2 - STARCEVO & THE ART OF THE NEOLITHIC VANGUARD IN EUROPE
The Neolithic and agricultural revolutions gained their first firm footholds in Europe, spreading into the Balkans from the Middle East and Thrace, with the development of the Starčevo - Körös Culture which overlapped the culture of Lepenski Vir. Perhaps more importantly, Starčevo straddles a natural catastrophe around 5600 BC that was so great that it probably triggered flood myths that have survived to this day: the sudden brimming over of the Mediterranean into the vast basin which has become the Black Sea.
Around the fresh water lake that lay below sea level at the center of the basin was certainly one of the most fertile and densely populated zones of the newly born Neolithic. As a result of glacial melting due both to the end of the Ice Age and greenhouse gases released by the massive felling of forests for agriculture and the proliferation of flatulent cattle following their domestication, sea levels had been rising.

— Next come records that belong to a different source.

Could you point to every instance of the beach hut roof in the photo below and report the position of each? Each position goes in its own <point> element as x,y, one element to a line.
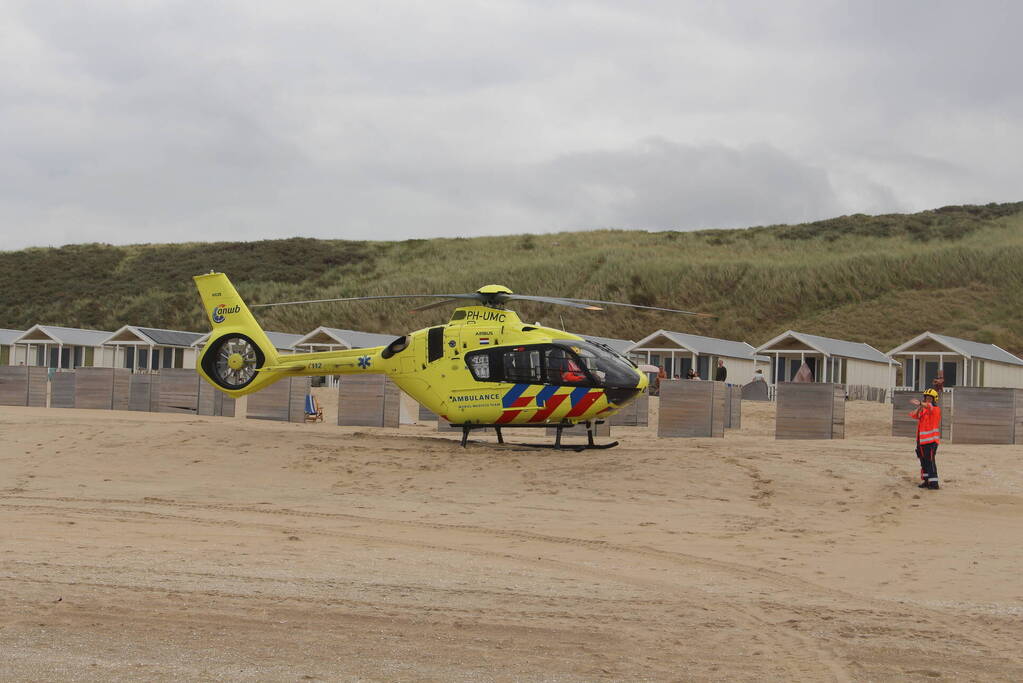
<point>72,336</point>
<point>621,346</point>
<point>156,336</point>
<point>704,346</point>
<point>831,347</point>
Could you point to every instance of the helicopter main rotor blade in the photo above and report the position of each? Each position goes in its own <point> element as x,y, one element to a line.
<point>550,300</point>
<point>363,299</point>
<point>647,308</point>
<point>427,307</point>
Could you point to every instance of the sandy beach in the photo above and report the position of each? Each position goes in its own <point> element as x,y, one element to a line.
<point>137,546</point>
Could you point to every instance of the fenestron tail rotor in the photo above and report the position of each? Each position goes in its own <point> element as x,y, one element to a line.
<point>493,296</point>
<point>233,361</point>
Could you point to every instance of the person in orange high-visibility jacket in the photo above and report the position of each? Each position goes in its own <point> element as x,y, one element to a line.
<point>928,416</point>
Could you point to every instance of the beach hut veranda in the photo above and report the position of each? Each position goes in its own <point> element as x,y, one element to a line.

Finally, a trickle worked its way from the Mediterranean across the land bridge at the Bosporus. Within a day, a cascade 200 times greater than Niagara burst into the Neolithic paradise. The cataclysm created such a din that it could be heard 480 kilometers away. The flashflood rose 15 cm. a day over 97,000 square kilometers of prime agricultural land, drowning their civilizations and sending refugees rushing for the highlands.

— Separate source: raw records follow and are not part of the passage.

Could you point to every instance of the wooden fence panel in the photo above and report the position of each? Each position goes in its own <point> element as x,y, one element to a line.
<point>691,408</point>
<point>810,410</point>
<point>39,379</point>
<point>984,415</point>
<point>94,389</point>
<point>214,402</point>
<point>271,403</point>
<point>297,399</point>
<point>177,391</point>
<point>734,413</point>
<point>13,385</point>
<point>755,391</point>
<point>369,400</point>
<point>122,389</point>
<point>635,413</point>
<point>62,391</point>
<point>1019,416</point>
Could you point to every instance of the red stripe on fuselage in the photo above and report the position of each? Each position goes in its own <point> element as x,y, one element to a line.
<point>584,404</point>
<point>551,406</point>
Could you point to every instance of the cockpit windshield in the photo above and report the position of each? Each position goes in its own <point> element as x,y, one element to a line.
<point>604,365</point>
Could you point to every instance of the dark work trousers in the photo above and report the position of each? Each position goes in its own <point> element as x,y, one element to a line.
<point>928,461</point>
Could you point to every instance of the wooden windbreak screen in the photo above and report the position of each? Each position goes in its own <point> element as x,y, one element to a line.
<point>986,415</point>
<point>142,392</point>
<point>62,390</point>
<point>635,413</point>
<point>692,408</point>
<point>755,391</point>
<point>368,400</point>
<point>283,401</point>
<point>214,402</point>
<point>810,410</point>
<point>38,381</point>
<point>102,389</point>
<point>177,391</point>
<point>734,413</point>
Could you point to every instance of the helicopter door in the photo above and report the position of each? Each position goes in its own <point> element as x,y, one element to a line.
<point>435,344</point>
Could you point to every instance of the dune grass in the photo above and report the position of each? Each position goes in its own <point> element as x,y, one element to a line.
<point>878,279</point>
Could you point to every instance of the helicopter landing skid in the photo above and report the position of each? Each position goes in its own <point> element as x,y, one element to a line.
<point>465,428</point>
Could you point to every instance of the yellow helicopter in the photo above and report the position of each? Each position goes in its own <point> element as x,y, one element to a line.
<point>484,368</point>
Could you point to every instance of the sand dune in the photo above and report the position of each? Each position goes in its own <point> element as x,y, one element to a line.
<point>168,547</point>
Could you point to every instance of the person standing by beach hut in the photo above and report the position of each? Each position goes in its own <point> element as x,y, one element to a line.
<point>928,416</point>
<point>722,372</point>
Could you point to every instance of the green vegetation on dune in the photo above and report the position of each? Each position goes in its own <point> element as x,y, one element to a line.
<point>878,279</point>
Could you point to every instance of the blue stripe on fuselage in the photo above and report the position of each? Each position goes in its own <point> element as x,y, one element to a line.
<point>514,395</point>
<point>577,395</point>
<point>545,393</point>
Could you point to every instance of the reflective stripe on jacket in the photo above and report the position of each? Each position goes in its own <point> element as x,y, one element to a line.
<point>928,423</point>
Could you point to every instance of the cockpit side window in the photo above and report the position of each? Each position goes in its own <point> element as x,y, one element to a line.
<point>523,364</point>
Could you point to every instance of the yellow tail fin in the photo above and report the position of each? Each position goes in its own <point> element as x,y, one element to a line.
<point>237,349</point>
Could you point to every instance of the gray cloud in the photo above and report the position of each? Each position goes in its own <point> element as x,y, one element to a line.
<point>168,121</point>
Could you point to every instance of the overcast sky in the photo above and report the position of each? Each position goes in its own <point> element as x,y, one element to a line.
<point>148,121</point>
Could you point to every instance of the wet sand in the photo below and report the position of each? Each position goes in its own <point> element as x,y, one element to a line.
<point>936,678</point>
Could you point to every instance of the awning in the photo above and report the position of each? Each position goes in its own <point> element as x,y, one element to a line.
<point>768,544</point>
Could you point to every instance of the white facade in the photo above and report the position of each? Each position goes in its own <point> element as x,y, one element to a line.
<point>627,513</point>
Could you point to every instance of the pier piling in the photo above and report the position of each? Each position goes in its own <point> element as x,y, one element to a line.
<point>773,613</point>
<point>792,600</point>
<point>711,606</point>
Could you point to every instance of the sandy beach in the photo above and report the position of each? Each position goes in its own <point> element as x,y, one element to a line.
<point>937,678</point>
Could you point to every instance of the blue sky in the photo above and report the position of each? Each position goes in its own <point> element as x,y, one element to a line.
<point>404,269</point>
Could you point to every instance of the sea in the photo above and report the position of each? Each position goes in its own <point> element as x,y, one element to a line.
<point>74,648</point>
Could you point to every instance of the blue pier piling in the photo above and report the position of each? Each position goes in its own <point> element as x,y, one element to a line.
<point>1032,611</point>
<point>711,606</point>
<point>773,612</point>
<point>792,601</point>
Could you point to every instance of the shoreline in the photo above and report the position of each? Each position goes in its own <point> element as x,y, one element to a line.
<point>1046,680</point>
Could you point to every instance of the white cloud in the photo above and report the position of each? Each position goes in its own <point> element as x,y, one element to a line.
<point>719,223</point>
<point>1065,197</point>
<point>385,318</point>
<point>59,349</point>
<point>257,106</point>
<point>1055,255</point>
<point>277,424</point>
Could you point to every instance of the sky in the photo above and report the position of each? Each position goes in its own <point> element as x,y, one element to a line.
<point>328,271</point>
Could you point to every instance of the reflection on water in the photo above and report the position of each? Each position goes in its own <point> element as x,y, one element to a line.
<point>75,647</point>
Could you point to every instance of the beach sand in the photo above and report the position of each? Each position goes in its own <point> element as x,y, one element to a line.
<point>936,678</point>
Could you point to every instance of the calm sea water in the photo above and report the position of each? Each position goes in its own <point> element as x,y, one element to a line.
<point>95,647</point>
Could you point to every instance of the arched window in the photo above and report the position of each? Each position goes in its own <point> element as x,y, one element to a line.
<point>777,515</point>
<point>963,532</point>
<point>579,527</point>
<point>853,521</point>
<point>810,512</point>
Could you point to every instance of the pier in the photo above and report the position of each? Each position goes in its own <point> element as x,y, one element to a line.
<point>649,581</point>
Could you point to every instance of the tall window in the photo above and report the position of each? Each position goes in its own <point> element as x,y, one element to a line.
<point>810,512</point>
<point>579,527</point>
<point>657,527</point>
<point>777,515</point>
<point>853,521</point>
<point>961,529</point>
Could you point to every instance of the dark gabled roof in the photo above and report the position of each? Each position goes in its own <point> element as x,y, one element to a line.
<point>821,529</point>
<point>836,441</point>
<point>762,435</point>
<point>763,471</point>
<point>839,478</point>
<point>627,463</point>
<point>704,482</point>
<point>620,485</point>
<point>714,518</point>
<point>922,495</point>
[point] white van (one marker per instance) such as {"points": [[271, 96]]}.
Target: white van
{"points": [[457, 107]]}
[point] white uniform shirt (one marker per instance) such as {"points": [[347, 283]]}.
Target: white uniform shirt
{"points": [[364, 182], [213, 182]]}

In the heart of the Balkans, technologies – and, in certain respects, even the arts - leapt in sophistication. The probable fertilizing influence of sophisticated refugees can be compared to the aftermath of the second fall of Constantinople, when its intelligentsia fled with classical texts that had not been seen in Rome for a millennium. Just as such refugees helped trigger the Renaissance, the ones from the Black Sea diaspora probably helped transform a cultural backwater into the new center of European civilization. Although Starčevo’s artists had managed to produce masterpieces from the start, creating steatopygous statuettes of women similar to ones from Thrace and Anatolia and miniaturized temples whose « chimneys » are human heads, the stage was set for breakthroughs which would resound through Europe. The show will illustrate these shifts through works from both before and after the cataclysm, while focusing on presenting visually powerful works of art – with only a small number of “technical” pieces to put masterpieces into context.

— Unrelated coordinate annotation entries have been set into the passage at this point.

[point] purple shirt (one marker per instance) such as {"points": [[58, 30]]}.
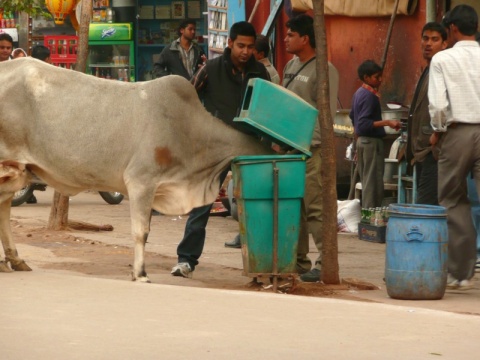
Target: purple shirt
{"points": [[365, 111]]}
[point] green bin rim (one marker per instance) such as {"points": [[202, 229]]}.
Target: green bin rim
{"points": [[268, 158]]}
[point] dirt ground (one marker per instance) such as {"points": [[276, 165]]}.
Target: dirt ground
{"points": [[109, 254], [89, 257]]}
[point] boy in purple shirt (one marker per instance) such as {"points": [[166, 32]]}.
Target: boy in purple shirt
{"points": [[366, 115]]}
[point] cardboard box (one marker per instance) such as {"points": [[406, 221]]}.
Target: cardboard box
{"points": [[110, 32], [371, 232]]}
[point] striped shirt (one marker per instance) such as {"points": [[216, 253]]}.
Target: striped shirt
{"points": [[454, 86]]}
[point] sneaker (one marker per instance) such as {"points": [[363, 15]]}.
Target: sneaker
{"points": [[313, 275], [32, 200], [454, 284], [235, 243], [182, 269]]}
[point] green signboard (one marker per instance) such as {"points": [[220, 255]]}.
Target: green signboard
{"points": [[110, 32]]}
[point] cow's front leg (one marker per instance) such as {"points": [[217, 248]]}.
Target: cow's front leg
{"points": [[11, 254], [140, 213]]}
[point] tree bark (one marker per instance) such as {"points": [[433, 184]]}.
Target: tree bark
{"points": [[58, 219], [330, 269]]}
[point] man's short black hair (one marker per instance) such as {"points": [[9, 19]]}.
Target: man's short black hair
{"points": [[303, 24], [464, 17], [434, 26], [7, 37], [368, 68], [262, 45], [242, 28], [184, 24], [40, 52]]}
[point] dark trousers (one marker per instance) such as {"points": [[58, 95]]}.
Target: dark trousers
{"points": [[427, 180], [371, 164], [191, 247], [459, 155]]}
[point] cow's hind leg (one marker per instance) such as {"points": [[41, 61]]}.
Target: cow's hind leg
{"points": [[140, 213], [11, 254]]}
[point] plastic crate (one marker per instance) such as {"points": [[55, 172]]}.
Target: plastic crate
{"points": [[254, 192], [371, 232], [63, 49]]}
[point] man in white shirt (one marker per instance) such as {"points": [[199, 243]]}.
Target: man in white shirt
{"points": [[454, 95]]}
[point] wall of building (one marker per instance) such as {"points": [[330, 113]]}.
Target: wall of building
{"points": [[351, 40]]}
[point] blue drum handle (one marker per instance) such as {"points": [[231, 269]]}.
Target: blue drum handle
{"points": [[414, 234]]}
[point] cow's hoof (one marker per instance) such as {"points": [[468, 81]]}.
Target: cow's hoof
{"points": [[4, 267], [20, 266]]}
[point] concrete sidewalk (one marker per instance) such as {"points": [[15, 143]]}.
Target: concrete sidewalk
{"points": [[357, 258], [55, 316]]}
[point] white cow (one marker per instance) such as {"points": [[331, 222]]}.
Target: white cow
{"points": [[152, 140]]}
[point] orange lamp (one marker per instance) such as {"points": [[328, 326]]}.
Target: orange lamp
{"points": [[60, 9]]}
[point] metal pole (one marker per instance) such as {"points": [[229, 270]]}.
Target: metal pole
{"points": [[275, 227], [389, 34]]}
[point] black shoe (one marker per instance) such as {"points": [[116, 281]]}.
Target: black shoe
{"points": [[32, 200], [313, 275], [235, 243]]}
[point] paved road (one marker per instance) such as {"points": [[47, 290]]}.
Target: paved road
{"points": [[52, 315]]}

3 - VINCA – THE FIRST EUROPEAN CROSSROADS
Vinča – the first culture to master metallurgy in Europe - was the result of this renaissance. As Starčevo’s culture declined, the new culture sprang into existence, expanding and lasting from 5400 BC to at least 3800 BC. For generations, researchers have argued whether the revolution that took place during the shift was indigenous or due to immigrants. But now that the flooding of the Black Sea basin has been dated to the decades just before Vinča, it is evident that waves of refugees bearing new thinking must have influenced any changes that were occurring indigenously. Economics also drove the change as trade was redirected from the northeast to the south via the Morava Valley. Vinča, on the right bank of the Danube 13 kilometers southeast of central Belgrade, was better placed to take advantage of this shift than Starčevo which was farther from the new source of wealth, on the opposite bank upstream. More importantly, the trade network grew more complex, bore more goods and gradually began to broaden.
Two finds from the oldest Vinča-culture level at the new type-site underscore the swelling revolution. First there are fluted and black pots that were fired to high temperatures in closed ovens, making them more durable than the older culture’s low-fired specimens that were either painted white or dark brown on red. Strangely, many of the new streamlined pots look like they were inspired by metal examples. But, at first glance, it is hard to imagine where such ancient potters could have seen metal vessels. A clue may lie in the fact that M. Vasič, the site’s first official excavator, from 1908 to 1913 and, again, from 1929 to 1934, discovered equally old circular cavities that had been used to heat a pigment, galena – which is, coincidentally, also a lead-bearing ore. What is certain is that ovens that had first been enclosed and improved to harden pottery led to the discovery no more than 300 years later that another pigment, green malachite, could be coaxed into yielding an even more exotic substance - copper.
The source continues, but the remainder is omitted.